Lake in Manitoba, Canada

Southern Indian Lake is a large lake in northern Manitoba, Canada. It has an area of 2247 km2 (including islands) with a surface elevation of 258 m.

Southern Indian Lake is the fourth largest lake in Manitoba. It has a complex shoreline with many islands, long peninsulas and deep bays. The Churchill River flows through the lake.

The community of South Indian Lake is located on the southeast shore, about 130 km (by air) north of the city of Thompson. It had a population of 767 in 2011 and is the main settlement of the O-Pipon-Na-Piwin Cree Nation, a First Nations band government.

Southern Indian Lake is on the Fidler map of 1814.

The lake and the settlement are accessed by the South Indian Lake Airport and Manitoba Provincial Road 493 (PR 493).

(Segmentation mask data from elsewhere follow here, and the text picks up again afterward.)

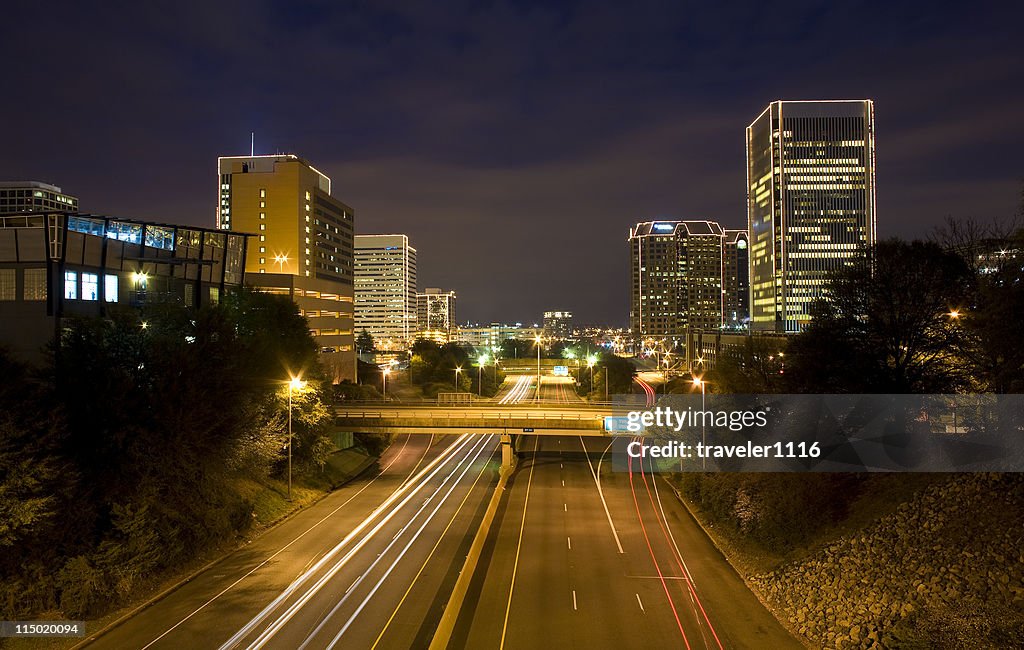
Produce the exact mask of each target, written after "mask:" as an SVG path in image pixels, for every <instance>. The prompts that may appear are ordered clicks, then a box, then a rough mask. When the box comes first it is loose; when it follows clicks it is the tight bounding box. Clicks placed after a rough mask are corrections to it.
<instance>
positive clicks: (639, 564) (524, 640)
mask: <svg viewBox="0 0 1024 650" xmlns="http://www.w3.org/2000/svg"><path fill="white" fill-rule="evenodd" d="M607 444H608V443H607V441H605V440H600V439H588V438H580V437H569V436H564V437H562V436H560V437H541V436H534V437H524V438H523V439H522V440H520V462H519V466H518V468H517V470H516V474H515V475H514V477H513V479H512V481H511V482H510V483H509V486H508V487H507V499H506V502H505V503H504V504H503V508H501V509H500V510H499V513H498V517H497V518H496V521H495V525H494V527H493V528H492V531H490V535H489V536H488V539H487V543H486V545H485V547H484V550H483V556H482V557H483V560H481V564H480V566H479V567H478V571H477V575H476V576H475V578H474V581H473V584H472V586H471V588H470V593H469V596H468V597H467V599H466V603H467V606H466V607H464V609H463V611H462V612H461V614H460V617H459V620H458V623H457V625H456V633H455V636H454V637H453V643H452V644H451V646H450V647H458V648H540V647H557V648H801V647H802V646H801V645H800V644H799V643H798V642H797V641H796V640H795V639H793V638H792V637H791V636H790V634H788V633H787V632H786V631H785V630H784V629H783V627H782V626H781V625H780V624H779V623H778V622H777V621H776V620H775V618H774V617H773V616H772V615H771V614H770V613H769V612H768V611H767V610H766V609H765V608H764V607H763V606H762V605H761V603H760V602H759V601H758V600H757V598H756V597H755V596H754V595H753V594H752V593H751V592H750V590H748V588H746V587H745V584H744V583H743V582H742V580H741V579H740V577H739V576H738V575H737V574H736V573H735V571H734V570H733V569H732V567H731V566H729V564H728V563H727V562H726V560H725V559H724V557H722V555H721V554H720V553H719V552H718V551H717V549H715V547H714V546H713V545H712V543H711V540H710V539H709V538H708V537H707V535H706V534H705V532H703V531H702V530H701V529H700V527H699V526H698V525H697V524H696V522H694V521H693V519H692V518H691V517H690V516H689V514H688V512H687V511H686V510H685V509H684V508H683V507H682V505H681V504H680V503H679V502H678V501H677V500H676V497H675V495H674V494H673V492H672V491H671V490H670V489H669V487H668V485H667V484H666V483H665V482H664V480H662V479H660V478H656V477H652V476H651V475H650V474H649V473H646V472H643V473H641V471H640V468H639V467H637V468H635V471H634V472H632V473H625V472H624V473H612V472H611V468H610V462H609V459H608V458H607V457H606V456H604V457H603V458H602V454H603V453H604V451H605V449H606V448H607ZM598 476H599V477H600V485H601V490H600V491H599V490H598V482H597V477H598ZM602 495H603V499H602Z"/></svg>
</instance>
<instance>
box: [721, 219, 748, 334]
mask: <svg viewBox="0 0 1024 650" xmlns="http://www.w3.org/2000/svg"><path fill="white" fill-rule="evenodd" d="M750 261H751V256H750V247H749V242H748V237H746V230H729V229H727V230H726V231H725V242H724V243H723V249H722V293H723V294H724V302H723V318H722V324H723V327H725V328H728V329H730V330H741V329H744V328H746V327H748V323H749V321H750V318H751V266H750Z"/></svg>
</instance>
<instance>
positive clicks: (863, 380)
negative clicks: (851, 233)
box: [785, 240, 972, 393]
mask: <svg viewBox="0 0 1024 650" xmlns="http://www.w3.org/2000/svg"><path fill="white" fill-rule="evenodd" d="M971 279H972V273H971V269H970V268H969V267H968V266H967V264H966V263H965V262H964V260H963V259H961V258H959V257H958V256H957V255H955V254H953V253H950V252H948V251H946V250H944V249H942V248H941V247H939V246H938V245H937V244H934V243H923V242H911V243H905V242H900V241H895V240H890V241H886V242H880V243H879V244H878V245H877V246H874V247H873V248H871V249H869V250H868V251H865V252H864V253H862V254H861V255H859V256H858V257H857V258H855V259H854V260H853V261H852V262H851V263H850V264H849V265H848V266H845V267H843V268H841V269H839V270H838V271H837V272H836V273H834V274H833V276H831V278H830V279H829V280H828V283H827V284H826V286H825V290H824V296H823V297H822V298H820V299H818V300H817V301H815V302H814V303H813V304H812V306H811V313H812V320H811V323H810V324H809V326H808V328H807V330H806V331H805V332H804V333H803V334H801V335H799V336H797V337H794V339H793V341H792V342H791V344H790V346H788V351H787V352H786V372H785V378H786V384H787V386H788V388H790V389H791V390H793V391H794V392H860V393H920V392H933V393H940V392H948V391H953V390H955V389H957V388H965V387H967V386H968V385H969V384H970V373H969V372H968V369H967V367H966V365H965V363H964V362H963V356H962V351H963V349H964V344H965V342H966V338H965V330H964V327H963V323H961V322H959V319H958V317H957V316H958V314H957V311H956V309H957V308H958V307H962V306H963V305H965V304H966V301H967V299H968V296H969V290H970V287H971Z"/></svg>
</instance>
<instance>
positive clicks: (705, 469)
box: [693, 377, 708, 470]
mask: <svg viewBox="0 0 1024 650" xmlns="http://www.w3.org/2000/svg"><path fill="white" fill-rule="evenodd" d="M707 384H708V382H706V381H703V380H702V379H700V378H699V377H694V378H693V385H694V386H699V387H700V410H707V408H705V386H706V385H707ZM707 432H708V430H707V425H706V424H705V418H703V416H702V415H701V416H700V443H701V444H702V445H703V447H705V448H703V452H702V453H701V454H700V469H703V470H707V469H708V435H707Z"/></svg>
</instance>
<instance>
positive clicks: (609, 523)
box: [580, 436, 625, 555]
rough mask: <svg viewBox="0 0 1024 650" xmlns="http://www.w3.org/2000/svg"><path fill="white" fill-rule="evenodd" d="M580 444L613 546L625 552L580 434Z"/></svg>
mask: <svg viewBox="0 0 1024 650" xmlns="http://www.w3.org/2000/svg"><path fill="white" fill-rule="evenodd" d="M580 444H581V445H582V446H583V452H584V456H586V457H587V465H589V466H590V475H591V476H593V477H594V484H596V485H597V494H598V495H599V496H600V497H601V506H603V507H604V516H605V517H607V518H608V527H609V528H611V536H613V537H614V538H615V548H617V549H618V553H620V555H622V554H624V553H625V551H623V545H622V543H621V541H620V540H618V533H617V532H615V524H613V523H611V513H610V512H608V502H606V501H604V490H603V489H602V488H601V480H600V478H598V474H597V472H595V471H594V464H593V463H591V462H590V452H589V451H587V445H586V444H585V443H584V441H583V436H580ZM610 446H611V443H610V442H609V443H608V447H610ZM604 450H605V451H607V450H608V448H607V447H605V449H604ZM601 460H602V461H603V460H604V454H603V453H602V454H601ZM597 467H598V469H600V468H601V463H600V462H598V464H597Z"/></svg>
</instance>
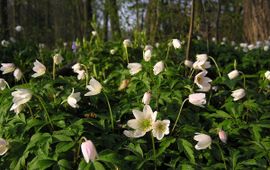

PR 493, a gravel road, begins at Leaf Rapids on PR 391 (also a gravel road), running 219.1 km northeast to its terminus at South Indian Lake. The nearest city, Thompson, is 436 km by road.

==Churchill River Diversion==
The Churchill River Diversion of the Nelson River Hydroelectric Project diverts part of the Churchill River at Missi Falls, the natural outflow of Southern Indian Lake, south into the Rat River branch of the Burntwood River. The control dam at Missi Falls (Missi Falls Control Structure) raised the lake level 3 metres. An artificial outflow channel (South Bay Diversion Channel) was also created from South Bay of Southern Indian Lake to Issett Lake. The dam at Notigi (Notigi Control Structure) on the Rat River controls the flow to the Nelson River system.